Pain and Rehabilitation Centre, and Department of Medical and Health Sciences, Linköping University, 581 85 Linköping, Sweden.
J Rehabil Med. 2019 Mar 13;51(3):183-192. doi: 10.2340/16501977-2519.
To determine whether the intensity, spread and sensitivity of chronic pain can be predicted using demographic features, socioeconomic conditions and comorbidities.
A longitudinal study design was employed. Data was collected at baseline and at 2-year follow-up.
General population in south-eastern Sweden.
A representative stratified random sample of 34,000 individuals, between 18 and 85 years of age, selected from a sampling frame of 404,661 individuals based on the Swedish Total Population Register.
Eligible individuals were sent postal surveys in 2013 and 2015. The 2 surveys included the same questions about basic demographic data, comorbidities, and chronic pain intensity, spread and sensitivity.

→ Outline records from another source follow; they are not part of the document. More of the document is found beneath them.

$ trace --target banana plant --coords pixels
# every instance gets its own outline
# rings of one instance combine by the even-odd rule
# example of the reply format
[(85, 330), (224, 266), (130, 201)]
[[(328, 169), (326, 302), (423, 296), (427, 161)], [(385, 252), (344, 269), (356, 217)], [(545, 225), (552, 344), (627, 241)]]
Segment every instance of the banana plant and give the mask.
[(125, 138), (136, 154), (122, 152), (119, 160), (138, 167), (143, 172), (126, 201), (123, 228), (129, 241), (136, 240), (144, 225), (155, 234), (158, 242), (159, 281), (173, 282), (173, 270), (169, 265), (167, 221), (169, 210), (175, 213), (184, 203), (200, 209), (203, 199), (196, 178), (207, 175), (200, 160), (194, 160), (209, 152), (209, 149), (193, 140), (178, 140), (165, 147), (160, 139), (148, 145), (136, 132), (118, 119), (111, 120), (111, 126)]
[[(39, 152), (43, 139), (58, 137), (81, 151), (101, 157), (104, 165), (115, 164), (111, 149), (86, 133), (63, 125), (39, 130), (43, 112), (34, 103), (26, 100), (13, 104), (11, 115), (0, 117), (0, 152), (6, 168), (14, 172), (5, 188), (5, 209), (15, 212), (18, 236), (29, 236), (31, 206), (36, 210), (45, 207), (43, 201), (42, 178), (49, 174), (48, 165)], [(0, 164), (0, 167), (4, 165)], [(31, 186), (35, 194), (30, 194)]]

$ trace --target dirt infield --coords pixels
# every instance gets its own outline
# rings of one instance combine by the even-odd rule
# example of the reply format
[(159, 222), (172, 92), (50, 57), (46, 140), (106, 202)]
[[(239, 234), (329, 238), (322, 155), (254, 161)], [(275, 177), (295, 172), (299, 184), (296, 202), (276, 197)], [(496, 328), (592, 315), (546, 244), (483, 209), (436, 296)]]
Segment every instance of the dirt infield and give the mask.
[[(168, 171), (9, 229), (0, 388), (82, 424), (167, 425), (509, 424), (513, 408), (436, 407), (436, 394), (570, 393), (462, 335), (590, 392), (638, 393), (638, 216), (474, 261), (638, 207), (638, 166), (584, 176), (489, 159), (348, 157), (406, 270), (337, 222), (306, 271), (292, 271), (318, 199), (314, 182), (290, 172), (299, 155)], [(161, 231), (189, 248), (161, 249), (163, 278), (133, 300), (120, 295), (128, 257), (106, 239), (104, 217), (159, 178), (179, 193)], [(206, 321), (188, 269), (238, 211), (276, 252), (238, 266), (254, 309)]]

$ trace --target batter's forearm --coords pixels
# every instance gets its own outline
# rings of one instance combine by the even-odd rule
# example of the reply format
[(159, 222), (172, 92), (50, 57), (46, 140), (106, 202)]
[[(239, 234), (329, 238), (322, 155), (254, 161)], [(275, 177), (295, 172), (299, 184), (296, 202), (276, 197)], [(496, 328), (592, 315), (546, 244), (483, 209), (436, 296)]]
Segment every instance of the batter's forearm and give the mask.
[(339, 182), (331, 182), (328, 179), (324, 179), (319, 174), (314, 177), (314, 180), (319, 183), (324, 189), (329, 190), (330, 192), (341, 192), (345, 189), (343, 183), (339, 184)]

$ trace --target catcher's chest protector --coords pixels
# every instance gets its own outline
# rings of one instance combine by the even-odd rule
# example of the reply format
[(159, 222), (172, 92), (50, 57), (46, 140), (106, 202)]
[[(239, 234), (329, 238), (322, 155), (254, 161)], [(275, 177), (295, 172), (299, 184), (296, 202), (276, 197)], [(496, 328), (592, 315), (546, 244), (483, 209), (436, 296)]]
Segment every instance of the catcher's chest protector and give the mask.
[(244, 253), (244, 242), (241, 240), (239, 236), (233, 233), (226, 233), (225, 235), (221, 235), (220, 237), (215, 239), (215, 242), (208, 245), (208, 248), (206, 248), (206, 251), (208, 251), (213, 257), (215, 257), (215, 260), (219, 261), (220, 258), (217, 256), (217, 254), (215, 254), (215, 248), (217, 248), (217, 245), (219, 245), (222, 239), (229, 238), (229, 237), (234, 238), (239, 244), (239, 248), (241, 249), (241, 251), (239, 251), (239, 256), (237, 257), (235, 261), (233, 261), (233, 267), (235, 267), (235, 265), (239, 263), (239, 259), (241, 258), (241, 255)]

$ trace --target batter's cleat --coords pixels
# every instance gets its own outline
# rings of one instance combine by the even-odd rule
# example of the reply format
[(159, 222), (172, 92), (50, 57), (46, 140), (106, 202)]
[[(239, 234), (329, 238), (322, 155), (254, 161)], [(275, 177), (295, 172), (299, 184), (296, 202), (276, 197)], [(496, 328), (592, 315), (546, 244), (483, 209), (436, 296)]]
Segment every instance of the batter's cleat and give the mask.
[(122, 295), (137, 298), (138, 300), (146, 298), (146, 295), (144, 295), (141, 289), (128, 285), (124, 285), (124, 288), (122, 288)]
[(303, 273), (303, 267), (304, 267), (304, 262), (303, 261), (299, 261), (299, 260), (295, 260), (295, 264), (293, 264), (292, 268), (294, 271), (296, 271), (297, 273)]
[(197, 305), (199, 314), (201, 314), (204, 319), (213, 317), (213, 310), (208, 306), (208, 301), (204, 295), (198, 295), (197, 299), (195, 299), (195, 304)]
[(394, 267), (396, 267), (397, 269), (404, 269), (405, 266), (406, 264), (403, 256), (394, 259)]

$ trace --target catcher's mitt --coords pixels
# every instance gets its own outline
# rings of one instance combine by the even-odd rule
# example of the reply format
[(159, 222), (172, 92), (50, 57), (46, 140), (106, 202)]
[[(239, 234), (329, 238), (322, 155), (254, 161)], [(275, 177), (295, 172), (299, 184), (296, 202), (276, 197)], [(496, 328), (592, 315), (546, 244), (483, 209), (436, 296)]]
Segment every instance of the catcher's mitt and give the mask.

Several socio-demographic features and comorbidities at baseline were significant predictors of characteristics of pain (intensity, spread and sensitivity) at the 2-year follow-up. When characteristics of pain at baseline were included in the regression analyses they were relatively strong significant predictors of characteristics of pain after 2 years. After this adjustment there were fewer socio-demogra-phic and comorbidity predictors; the effect estimates for those significant predictors had decreased.
Clinical assessment should focus on several characteristics of pain and include a broad medical screening to capture the overall burden of pain in adults from a longitudinal perspective.
确定使用人口统计学特征、社会经济状况和合并症是否可以预测慢性疼痛的强度、范围和敏感性。
采用纵向研究设计。数据在基线和 2 年随访时收集。
瑞典东南部的一般人群。
从瑞典总人口登记册中基于 404661 人的抽样框架中选择的 34000 名年龄在 18 至 85 岁之间的代表性分层随机样本。
合格的个人于 2013 年和 2015 年收到了邮寄调查。这 2 项调查包含了关于基本人口统计学数据、合并症和慢性疼痛强度、范围和敏感性的相同问题。
基线时的几个社会人口统计学特征和合并症是疼痛特征(强度、范围和敏感性)在 2 年随访时的显著预测因素。当将基线时的疼痛特征纳入回归分析时,它们是 2 年后疼痛特征的相对较强的显著预测因素。在此调整后,社会人口统计学和合并症预测因素较少;这些显著预测因素的效应估计值有所降低。
临床评估应侧重于疼痛的几个特征,并进行广泛的医学筛查,从纵向角度捕捉成年人整体疼痛负担。